La réélection d’Abdelaziz Bouteflika constitue le chant du cygne du régime car elle symbolise son incapacité à se réformer tout en ouvrant des failles béantes au sein du pouvoir avec la lutte entre l’armée et les services secrets. Un semblant de paix civile n’a été rétabli en 1999 que par un accord tacite avec les islamistes qui leur laisse régir la vie quotidienne au détriment des libertés – avec pour symbole la prohibition de fait de l’alcool.
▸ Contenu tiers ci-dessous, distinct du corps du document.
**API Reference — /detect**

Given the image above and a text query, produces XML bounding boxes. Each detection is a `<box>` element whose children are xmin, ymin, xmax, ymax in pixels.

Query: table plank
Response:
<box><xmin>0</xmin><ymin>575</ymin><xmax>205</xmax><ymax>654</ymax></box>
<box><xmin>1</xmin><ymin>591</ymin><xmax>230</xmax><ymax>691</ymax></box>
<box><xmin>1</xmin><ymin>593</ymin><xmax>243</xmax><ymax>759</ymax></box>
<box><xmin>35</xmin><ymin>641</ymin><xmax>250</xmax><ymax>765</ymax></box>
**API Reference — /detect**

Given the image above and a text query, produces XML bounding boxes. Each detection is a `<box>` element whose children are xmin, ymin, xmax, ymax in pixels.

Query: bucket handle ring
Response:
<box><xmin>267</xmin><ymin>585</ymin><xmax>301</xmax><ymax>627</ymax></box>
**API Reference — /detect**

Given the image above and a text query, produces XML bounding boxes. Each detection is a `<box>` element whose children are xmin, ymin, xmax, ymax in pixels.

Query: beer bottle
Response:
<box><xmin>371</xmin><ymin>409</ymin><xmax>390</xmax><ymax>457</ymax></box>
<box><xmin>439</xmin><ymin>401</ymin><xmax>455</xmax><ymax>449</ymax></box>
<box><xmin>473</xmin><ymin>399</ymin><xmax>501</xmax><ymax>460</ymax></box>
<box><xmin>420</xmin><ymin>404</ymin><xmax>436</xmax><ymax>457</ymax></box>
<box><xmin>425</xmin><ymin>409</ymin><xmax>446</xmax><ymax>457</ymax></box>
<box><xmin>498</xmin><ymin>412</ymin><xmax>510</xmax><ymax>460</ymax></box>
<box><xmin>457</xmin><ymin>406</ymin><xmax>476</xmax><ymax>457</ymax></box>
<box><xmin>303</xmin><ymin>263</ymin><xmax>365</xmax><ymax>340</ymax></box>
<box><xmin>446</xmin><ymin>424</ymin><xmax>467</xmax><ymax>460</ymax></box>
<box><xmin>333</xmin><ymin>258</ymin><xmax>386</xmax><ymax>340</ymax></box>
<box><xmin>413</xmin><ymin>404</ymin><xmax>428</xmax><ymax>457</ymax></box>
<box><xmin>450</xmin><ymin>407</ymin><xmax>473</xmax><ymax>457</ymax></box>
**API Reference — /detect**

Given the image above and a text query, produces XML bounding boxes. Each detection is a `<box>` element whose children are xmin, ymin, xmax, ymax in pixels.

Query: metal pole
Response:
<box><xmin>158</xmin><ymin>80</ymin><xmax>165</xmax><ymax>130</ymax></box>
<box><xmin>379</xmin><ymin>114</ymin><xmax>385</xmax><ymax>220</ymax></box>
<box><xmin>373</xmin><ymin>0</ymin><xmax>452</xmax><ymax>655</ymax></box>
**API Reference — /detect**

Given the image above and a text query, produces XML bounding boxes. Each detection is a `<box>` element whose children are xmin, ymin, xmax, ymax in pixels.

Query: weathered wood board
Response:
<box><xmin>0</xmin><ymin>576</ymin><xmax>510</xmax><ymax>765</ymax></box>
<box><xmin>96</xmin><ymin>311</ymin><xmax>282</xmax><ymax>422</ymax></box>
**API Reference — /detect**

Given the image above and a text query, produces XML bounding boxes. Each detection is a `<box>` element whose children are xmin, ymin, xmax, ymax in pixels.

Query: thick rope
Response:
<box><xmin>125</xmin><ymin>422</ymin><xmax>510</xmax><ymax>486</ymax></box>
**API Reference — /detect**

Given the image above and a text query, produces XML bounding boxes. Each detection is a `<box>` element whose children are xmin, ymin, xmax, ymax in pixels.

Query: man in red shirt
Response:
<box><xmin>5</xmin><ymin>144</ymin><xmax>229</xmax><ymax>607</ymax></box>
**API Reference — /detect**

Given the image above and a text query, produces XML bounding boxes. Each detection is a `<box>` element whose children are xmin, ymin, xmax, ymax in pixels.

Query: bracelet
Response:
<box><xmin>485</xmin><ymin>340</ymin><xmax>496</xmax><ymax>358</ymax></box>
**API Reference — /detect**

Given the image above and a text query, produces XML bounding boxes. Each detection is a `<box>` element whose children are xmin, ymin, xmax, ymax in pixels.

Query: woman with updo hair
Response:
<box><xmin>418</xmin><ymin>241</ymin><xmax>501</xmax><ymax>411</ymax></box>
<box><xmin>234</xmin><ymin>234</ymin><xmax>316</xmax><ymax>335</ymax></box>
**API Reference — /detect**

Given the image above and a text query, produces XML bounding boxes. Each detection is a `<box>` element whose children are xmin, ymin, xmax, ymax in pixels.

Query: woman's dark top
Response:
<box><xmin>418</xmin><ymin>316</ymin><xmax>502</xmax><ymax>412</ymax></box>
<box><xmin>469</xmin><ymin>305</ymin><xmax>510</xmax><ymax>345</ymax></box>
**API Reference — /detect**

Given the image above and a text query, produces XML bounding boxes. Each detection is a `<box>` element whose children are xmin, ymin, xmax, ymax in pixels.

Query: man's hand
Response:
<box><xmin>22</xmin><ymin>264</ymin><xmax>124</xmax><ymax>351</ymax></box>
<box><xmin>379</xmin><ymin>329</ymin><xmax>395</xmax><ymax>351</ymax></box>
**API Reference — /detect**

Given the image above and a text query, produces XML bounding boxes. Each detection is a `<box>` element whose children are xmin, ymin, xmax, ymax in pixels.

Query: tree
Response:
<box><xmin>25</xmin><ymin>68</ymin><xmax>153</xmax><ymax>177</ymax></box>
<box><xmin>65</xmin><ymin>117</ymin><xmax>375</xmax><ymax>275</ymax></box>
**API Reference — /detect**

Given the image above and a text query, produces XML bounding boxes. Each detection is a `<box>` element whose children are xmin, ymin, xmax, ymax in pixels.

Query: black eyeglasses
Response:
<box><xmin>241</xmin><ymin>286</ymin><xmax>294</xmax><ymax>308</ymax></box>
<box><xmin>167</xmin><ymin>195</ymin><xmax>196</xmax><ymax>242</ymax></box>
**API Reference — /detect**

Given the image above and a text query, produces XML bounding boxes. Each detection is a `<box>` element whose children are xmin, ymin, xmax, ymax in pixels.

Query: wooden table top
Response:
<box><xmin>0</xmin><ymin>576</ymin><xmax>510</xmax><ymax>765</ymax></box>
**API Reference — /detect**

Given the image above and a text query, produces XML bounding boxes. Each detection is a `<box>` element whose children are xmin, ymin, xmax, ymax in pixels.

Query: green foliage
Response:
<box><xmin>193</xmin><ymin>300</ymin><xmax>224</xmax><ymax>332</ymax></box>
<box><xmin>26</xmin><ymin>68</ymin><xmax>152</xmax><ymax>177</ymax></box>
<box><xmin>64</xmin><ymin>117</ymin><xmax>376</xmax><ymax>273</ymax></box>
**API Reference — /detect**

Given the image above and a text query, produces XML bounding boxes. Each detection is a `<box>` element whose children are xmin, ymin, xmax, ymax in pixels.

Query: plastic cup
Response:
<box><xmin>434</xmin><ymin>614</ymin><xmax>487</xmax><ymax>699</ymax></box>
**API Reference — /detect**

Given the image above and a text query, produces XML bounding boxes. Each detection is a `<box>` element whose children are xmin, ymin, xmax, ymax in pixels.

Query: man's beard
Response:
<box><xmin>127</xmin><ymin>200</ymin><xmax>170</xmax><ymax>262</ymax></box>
En dépit d’un appareil de répression hypertrophié, l’Algérie est le théâtre de plus de 10 000 émeutes chaque année et n’est nullement protégée contre des attaques terroristes majeures, comme l’a montré la tragique prise d’otage d’In Amenas en 2013.
L’Algérie se trouve ainsi confrontée à un dilemme identique à celui de l’Union soviétique dans les années 1980 : les réformateurs ont raison d’affirmer que le système est insoutenable et qu’il doit être réformé ; mais les conservateurs ont raison d’affirmer que le système est irréformable sauf à s’effondrer. L’émergence de l’Algérie passe par la fin de la dictature militaire issue de l’indépendance. Mais elle peut s’effacer au terme d’une transition pacifique ou bien être emportée par une révolution sanglante.